Armando Lostaglio
“Ben venga Maggio e il gonfalone amico, ben venga primavera, il nuovo amore getti via l’antico nell’ombra della sera…” È “La canzone dei dodici mesi” che Francesco Guccini cantava (ispirato al quattrocentesco Agnolo Poliziano) in una lontana stagione di belle speranze, chissà quanto tradite.
Era il 1972, e i giovani nutrivano pensieri e canzoni, in un futuro immanente e ammiravano le “Vaghe stelle dell’Orsa” di Visconti e prima di Leopardi…
È l’incipit di una non nuova riflessione rivolta al maggio che caldo che viene, di speranze mai sopite, e dei segni di rivolta da oltre 60 anni in qua.
Quanti giorni sereni di primo maggio trascorsi nell’adolescenza senza tempo, il cui tempo era dedicato ai sogni e alle stelle, lanciati come le monetine dei giochini sulle direttrici sghembe di quegli anni lontani da innamorati senza speranza e senza tregua.

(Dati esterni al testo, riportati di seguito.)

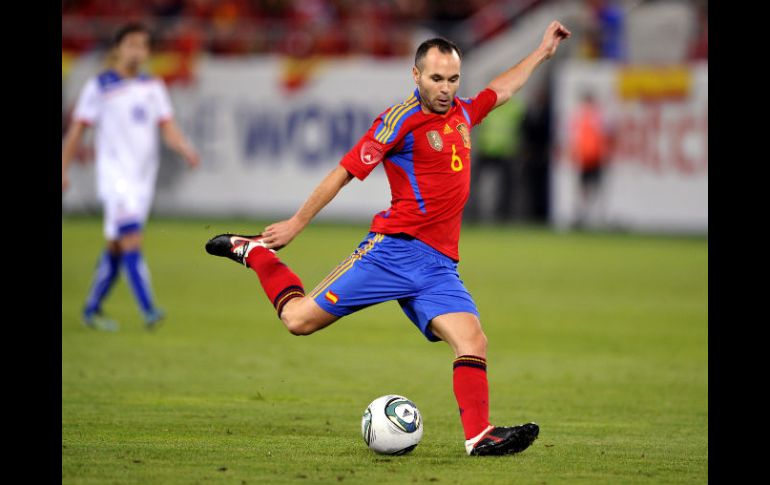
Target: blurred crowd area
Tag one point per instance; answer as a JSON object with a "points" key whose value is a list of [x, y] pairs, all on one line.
{"points": [[289, 27], [298, 28]]}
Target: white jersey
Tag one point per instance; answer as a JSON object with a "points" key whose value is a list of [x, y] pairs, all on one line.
{"points": [[126, 113]]}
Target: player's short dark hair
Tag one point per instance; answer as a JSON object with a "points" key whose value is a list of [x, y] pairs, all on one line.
{"points": [[127, 29], [443, 45]]}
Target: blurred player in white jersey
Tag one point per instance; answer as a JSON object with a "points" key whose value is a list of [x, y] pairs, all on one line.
{"points": [[126, 107]]}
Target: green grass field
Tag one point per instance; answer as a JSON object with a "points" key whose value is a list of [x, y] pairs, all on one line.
{"points": [[601, 339]]}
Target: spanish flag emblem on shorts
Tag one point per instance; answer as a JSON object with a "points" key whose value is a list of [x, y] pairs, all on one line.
{"points": [[333, 298]]}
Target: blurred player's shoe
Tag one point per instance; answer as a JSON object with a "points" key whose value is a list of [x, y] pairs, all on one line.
{"points": [[234, 246], [97, 321], [496, 440], [152, 320]]}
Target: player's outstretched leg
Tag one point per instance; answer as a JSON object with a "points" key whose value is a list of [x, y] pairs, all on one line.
{"points": [[279, 282], [107, 270], [462, 331], [300, 314]]}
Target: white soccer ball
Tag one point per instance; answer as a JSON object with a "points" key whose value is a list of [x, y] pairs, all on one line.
{"points": [[392, 425]]}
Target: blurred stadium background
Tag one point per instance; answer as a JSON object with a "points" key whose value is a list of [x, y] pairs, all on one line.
{"points": [[600, 337], [273, 92]]}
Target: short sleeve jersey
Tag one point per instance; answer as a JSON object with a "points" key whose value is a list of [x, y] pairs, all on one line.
{"points": [[427, 158], [125, 113]]}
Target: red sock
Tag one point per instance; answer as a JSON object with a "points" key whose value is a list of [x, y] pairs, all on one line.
{"points": [[472, 393], [279, 282]]}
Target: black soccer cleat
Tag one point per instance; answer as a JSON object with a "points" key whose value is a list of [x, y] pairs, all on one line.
{"points": [[234, 246], [497, 440]]}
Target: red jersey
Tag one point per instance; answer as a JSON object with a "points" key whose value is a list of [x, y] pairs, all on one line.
{"points": [[427, 158]]}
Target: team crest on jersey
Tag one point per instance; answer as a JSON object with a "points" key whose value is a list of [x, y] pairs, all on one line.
{"points": [[465, 134], [435, 140]]}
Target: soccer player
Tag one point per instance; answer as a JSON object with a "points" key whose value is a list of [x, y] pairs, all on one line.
{"points": [[126, 106], [411, 253]]}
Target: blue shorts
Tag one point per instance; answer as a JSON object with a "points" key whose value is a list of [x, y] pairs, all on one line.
{"points": [[396, 267]]}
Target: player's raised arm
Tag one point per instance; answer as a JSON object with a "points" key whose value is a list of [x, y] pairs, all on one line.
{"points": [[70, 146], [507, 83], [281, 233]]}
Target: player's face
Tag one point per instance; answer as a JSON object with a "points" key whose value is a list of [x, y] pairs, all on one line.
{"points": [[438, 80], [134, 49]]}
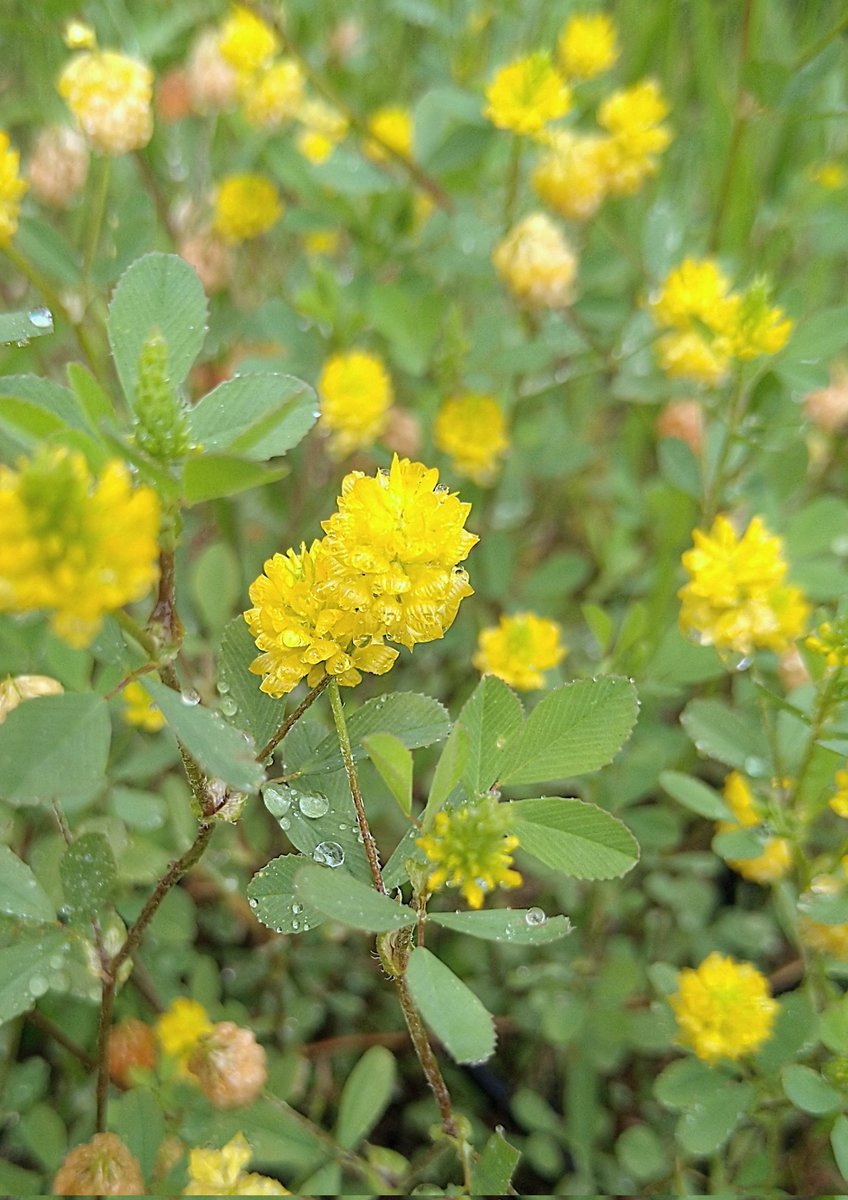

È tutto un fondo metafisico nei riflessi dell’anima…

Non che sia un consunto copione intinto di nostalgie, di certo tutto appare come una dolenza dei vinti, di ciò che si è e di ciò che si desiderava essere, una leggera dolenza che si muove alla ricerca di un’epica dei sensi, forse attenuata appiattita dal consueto adagiarsi dei giorni.